Ag Communications Taken To Its Simplest Form
The farm audience has increasingly become mobile, meaning that a larger share of you retrieve email and browse the web through a mobile device, whether it's your cell phone or a notebook computer linked to the internet through a wireless card. We launched our mobile site, agfax.mobi, halfway through the last decade for that very reason, and about 7% of our web traffic now comes through some form of wireless internet connection.
This isn't a U.S. trend or even something confined to developed countries. Increasingly, ag information is flowing to farmers electronically in places where you wouldn't have thought possible. The best example of this relates to Nokia, the cell phone manufacturer, and a far-reaching initiative it launched a couple of years ago.
Maybe you've owned a Nokia phone in the past. Lately, though, it has been overshadowed in the U.S. by Research In Motion, maker of the Blackberry product line, and Apple, which cemented its place in America with the iPhone.
But in other parts of the world, Nokia is the market leader. One estimate puts its global market share of handset sales at 37.7%. Nokia is big in emerging markets, catering to low-income customers with apps that fit into local needs, and the company identified farming as a segment hungry for information.

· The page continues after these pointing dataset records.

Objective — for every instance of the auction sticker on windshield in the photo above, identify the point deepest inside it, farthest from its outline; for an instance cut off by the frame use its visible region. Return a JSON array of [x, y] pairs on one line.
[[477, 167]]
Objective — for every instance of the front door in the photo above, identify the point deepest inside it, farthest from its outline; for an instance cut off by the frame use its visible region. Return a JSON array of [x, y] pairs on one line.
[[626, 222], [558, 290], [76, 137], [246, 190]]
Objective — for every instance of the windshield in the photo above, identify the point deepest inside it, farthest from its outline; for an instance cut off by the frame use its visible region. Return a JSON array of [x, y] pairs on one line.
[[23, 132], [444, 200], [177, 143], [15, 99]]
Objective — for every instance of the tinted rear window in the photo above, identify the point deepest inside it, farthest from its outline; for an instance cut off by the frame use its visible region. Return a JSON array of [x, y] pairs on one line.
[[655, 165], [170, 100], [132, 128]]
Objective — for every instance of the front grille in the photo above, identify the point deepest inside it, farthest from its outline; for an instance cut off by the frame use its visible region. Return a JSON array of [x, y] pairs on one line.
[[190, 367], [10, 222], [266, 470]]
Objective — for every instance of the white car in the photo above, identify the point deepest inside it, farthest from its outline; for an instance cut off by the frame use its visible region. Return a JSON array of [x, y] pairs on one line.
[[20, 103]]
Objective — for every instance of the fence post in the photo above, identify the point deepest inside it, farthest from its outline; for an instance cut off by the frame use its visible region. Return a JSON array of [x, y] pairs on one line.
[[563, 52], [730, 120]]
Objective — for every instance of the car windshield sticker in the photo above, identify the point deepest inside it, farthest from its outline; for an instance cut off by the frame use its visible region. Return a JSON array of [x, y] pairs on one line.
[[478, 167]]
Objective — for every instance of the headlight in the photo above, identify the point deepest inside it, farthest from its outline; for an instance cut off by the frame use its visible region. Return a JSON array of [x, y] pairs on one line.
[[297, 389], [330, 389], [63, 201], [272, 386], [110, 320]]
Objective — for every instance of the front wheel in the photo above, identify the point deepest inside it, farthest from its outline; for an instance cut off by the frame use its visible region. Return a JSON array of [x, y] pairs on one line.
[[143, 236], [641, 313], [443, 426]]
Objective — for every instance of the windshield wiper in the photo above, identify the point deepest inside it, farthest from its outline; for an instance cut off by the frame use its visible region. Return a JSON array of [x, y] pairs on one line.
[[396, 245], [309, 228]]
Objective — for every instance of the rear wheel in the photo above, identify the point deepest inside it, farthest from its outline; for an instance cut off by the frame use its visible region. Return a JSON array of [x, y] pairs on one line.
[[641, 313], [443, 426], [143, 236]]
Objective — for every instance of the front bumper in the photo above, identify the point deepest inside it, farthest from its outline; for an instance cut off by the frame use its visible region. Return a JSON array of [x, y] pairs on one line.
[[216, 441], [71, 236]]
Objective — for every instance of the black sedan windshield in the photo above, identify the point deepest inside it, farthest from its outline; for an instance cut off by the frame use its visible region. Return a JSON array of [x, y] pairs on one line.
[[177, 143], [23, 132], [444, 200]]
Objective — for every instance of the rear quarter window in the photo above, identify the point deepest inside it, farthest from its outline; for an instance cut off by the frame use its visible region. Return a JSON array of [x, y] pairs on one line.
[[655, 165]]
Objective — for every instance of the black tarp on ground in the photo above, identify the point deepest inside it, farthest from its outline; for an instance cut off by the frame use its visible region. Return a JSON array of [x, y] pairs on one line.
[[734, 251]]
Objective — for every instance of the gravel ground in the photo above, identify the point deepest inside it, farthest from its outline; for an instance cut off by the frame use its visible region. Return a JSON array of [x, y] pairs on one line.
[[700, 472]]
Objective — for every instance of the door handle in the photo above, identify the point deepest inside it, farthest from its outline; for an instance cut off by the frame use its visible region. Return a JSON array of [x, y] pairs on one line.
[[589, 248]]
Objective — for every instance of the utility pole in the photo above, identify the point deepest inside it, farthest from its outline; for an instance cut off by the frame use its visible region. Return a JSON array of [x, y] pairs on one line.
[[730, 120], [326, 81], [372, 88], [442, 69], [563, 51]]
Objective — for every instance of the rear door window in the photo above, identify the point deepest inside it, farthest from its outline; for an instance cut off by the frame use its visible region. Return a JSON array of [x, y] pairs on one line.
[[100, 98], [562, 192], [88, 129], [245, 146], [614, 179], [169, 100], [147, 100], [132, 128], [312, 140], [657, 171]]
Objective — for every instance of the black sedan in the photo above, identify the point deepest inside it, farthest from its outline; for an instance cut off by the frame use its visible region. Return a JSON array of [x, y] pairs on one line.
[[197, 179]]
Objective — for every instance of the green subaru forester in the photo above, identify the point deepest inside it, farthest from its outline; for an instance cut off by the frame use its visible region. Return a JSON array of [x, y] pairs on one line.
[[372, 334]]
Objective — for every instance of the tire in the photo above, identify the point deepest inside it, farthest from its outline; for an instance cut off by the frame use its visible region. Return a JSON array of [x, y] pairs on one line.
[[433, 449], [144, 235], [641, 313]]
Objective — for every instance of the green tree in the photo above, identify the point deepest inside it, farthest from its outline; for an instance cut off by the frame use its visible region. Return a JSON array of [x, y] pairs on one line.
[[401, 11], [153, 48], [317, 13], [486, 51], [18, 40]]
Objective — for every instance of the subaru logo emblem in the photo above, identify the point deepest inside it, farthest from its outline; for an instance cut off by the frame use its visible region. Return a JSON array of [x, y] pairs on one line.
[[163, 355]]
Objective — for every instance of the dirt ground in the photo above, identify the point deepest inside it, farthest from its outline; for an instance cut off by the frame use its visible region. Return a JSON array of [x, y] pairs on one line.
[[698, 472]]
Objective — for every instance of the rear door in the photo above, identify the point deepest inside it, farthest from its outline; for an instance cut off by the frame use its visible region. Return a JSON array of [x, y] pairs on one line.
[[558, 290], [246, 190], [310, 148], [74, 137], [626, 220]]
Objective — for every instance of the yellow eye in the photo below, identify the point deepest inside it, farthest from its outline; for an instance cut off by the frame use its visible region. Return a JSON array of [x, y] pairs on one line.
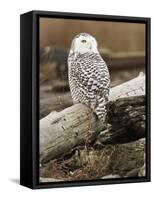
[[83, 41]]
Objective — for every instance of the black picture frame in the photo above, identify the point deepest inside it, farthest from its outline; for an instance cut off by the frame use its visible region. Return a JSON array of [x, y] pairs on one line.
[[29, 98]]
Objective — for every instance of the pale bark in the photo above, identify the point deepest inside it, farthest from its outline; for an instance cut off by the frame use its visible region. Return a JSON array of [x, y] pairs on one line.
[[61, 131]]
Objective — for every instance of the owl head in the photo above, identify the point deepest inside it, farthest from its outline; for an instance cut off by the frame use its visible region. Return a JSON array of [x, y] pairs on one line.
[[83, 43]]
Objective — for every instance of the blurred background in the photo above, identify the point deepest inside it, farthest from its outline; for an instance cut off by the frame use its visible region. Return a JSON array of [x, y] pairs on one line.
[[122, 46]]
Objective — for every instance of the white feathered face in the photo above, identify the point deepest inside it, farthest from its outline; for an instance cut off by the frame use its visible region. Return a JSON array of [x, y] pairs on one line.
[[84, 43]]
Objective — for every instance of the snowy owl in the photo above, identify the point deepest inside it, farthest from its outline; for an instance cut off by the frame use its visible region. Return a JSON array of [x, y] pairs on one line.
[[89, 78]]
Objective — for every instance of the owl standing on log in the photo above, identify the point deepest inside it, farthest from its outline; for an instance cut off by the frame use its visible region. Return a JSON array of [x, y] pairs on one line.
[[89, 78]]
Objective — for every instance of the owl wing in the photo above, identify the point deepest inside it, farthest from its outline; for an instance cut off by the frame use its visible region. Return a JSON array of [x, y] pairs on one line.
[[93, 76]]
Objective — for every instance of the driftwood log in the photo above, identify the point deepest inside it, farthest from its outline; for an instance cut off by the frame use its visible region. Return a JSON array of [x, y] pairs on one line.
[[61, 131]]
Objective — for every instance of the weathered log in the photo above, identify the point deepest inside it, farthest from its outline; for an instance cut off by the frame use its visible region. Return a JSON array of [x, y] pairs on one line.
[[126, 117], [111, 161], [61, 131]]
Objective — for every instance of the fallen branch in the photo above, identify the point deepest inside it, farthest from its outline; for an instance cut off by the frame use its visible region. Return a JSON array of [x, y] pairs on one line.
[[61, 131]]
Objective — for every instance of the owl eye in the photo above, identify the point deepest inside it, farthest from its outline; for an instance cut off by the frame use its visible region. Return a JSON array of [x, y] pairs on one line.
[[83, 41]]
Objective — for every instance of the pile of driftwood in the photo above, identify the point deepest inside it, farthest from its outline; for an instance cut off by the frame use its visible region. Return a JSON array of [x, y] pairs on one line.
[[74, 145]]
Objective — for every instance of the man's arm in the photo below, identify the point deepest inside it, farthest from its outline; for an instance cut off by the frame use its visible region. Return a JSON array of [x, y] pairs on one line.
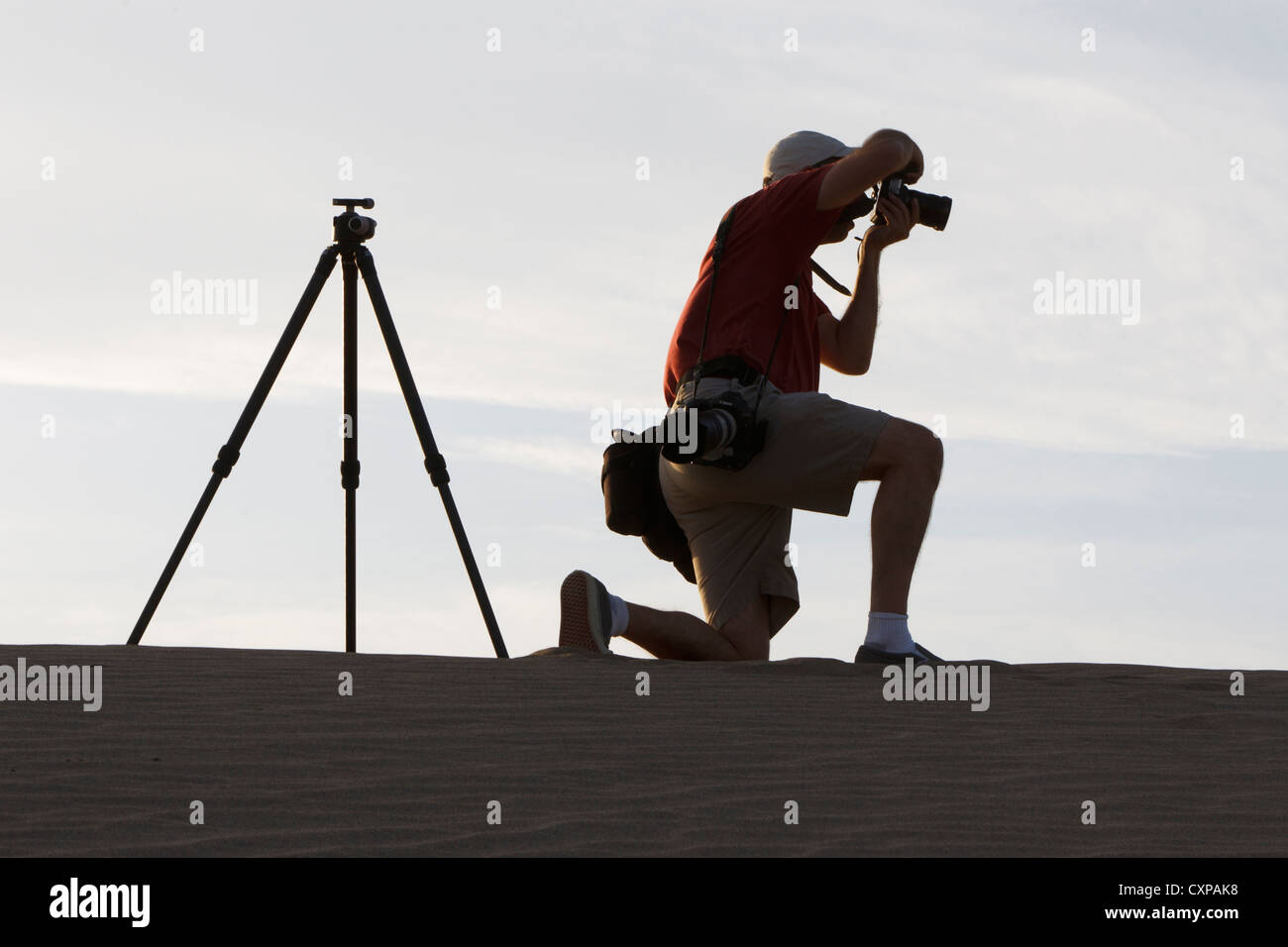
[[885, 153], [845, 344]]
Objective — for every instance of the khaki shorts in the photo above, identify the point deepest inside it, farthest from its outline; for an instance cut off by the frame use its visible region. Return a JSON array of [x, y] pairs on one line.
[[738, 522]]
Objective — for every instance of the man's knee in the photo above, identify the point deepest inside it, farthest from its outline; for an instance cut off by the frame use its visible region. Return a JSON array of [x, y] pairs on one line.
[[748, 631], [906, 445]]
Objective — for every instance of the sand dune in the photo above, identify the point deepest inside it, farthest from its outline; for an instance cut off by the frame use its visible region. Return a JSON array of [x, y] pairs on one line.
[[581, 764]]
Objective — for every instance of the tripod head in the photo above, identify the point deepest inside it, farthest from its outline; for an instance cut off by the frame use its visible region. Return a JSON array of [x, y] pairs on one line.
[[351, 227]]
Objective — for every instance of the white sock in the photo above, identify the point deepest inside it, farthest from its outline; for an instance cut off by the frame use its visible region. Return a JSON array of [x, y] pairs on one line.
[[889, 631], [619, 615]]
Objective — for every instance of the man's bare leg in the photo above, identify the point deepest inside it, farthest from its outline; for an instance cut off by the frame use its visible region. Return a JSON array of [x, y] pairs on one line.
[[909, 460], [683, 637]]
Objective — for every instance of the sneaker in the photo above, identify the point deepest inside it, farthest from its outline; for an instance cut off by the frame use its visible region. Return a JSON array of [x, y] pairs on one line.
[[585, 616], [919, 656]]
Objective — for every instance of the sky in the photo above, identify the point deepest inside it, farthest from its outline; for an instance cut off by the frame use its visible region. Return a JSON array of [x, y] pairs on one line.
[[546, 179]]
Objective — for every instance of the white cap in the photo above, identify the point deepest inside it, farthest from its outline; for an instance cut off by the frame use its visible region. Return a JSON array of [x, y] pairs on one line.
[[799, 151]]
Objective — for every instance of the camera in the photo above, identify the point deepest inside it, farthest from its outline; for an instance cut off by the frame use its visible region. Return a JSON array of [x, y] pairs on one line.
[[934, 208], [715, 432]]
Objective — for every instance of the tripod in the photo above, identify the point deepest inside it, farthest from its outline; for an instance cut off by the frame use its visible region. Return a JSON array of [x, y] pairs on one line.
[[351, 231]]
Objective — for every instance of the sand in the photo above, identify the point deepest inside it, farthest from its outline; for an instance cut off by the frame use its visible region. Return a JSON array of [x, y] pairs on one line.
[[581, 764]]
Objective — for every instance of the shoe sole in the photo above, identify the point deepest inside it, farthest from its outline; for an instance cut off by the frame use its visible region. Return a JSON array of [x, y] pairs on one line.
[[576, 615]]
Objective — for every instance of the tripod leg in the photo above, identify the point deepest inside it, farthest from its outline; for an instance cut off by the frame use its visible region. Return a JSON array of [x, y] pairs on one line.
[[349, 466], [434, 462], [230, 453]]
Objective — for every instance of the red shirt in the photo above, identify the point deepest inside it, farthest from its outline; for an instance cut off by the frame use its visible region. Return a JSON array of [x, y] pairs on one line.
[[768, 249]]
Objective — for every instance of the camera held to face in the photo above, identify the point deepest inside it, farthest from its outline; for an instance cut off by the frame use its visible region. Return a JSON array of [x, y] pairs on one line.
[[934, 208]]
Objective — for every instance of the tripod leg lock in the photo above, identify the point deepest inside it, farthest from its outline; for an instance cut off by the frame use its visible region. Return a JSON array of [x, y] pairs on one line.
[[349, 471], [223, 464], [437, 468]]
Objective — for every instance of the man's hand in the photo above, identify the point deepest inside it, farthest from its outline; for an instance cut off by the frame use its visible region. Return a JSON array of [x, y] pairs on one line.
[[900, 223]]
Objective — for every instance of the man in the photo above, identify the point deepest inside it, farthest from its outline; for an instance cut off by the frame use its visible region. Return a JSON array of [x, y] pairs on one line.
[[815, 450]]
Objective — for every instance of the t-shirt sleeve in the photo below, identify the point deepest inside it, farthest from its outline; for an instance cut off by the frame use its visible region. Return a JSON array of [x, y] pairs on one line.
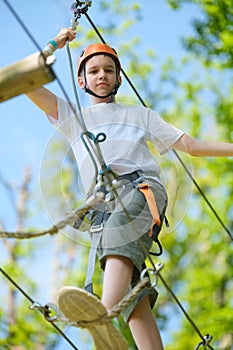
[[67, 117], [163, 135]]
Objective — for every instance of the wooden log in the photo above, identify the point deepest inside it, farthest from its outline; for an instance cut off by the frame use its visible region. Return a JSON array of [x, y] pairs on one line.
[[25, 75]]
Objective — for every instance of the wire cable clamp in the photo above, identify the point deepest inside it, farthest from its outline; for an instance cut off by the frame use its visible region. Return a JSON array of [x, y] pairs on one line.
[[205, 342], [45, 310], [79, 8]]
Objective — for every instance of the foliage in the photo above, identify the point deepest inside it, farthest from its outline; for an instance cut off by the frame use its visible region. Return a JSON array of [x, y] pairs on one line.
[[213, 31], [195, 95]]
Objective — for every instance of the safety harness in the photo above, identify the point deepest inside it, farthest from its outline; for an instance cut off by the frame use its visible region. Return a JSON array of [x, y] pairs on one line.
[[103, 212]]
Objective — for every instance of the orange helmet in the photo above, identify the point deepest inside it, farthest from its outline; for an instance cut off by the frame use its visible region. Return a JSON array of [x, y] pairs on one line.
[[97, 49]]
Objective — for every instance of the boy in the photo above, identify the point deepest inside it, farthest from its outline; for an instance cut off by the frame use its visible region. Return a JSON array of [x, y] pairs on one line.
[[125, 151]]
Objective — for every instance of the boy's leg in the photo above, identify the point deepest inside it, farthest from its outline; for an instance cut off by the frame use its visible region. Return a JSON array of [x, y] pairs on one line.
[[117, 277], [143, 327]]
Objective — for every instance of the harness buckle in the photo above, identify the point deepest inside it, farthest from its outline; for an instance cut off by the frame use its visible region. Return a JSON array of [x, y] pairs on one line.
[[97, 228]]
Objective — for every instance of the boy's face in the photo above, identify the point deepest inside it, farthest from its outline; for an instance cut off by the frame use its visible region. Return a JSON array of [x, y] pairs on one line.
[[100, 75]]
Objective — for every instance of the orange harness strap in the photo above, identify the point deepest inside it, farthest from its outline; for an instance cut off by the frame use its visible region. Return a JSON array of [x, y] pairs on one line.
[[150, 198]]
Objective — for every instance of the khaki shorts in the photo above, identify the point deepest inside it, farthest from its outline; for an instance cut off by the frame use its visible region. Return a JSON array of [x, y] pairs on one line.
[[126, 232]]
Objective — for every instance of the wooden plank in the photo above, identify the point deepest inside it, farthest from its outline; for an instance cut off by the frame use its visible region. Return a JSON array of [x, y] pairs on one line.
[[25, 75]]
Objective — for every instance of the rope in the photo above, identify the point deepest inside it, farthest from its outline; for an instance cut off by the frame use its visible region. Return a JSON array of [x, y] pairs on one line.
[[189, 174], [63, 223], [182, 309], [42, 310], [69, 220], [106, 318]]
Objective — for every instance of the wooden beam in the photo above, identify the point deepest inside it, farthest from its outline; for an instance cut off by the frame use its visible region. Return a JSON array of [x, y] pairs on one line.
[[25, 75]]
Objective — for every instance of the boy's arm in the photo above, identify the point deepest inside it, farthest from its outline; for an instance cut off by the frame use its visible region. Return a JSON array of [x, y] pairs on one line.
[[200, 148], [42, 97]]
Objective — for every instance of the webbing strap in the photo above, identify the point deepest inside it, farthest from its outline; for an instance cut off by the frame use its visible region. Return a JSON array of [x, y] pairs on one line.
[[150, 198], [91, 261]]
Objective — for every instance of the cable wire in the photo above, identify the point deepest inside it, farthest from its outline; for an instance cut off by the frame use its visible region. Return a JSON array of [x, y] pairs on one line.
[[176, 154]]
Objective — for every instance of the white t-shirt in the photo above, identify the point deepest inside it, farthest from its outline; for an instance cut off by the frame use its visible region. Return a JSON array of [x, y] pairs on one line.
[[128, 128]]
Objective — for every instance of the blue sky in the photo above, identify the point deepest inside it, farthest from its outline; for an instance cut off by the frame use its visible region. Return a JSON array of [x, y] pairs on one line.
[[25, 131]]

So far, Nokia has set up projects to distribute timely information to farmers in parts of Africa and India. The idea is that these farmers will never own a computer, maybe not even a smart phone. But key information - Extension-type bulletins, weather forecasts, pest alerts and marketing tips - could be transmitted to farmers' phones as text messages or simplified web content.
Nokia calls this its "Life Tools" service, and the premium plan costs Indian farmers less than $1.50 a month. A basic plan is half that. It's ag communications taken to the simplest level.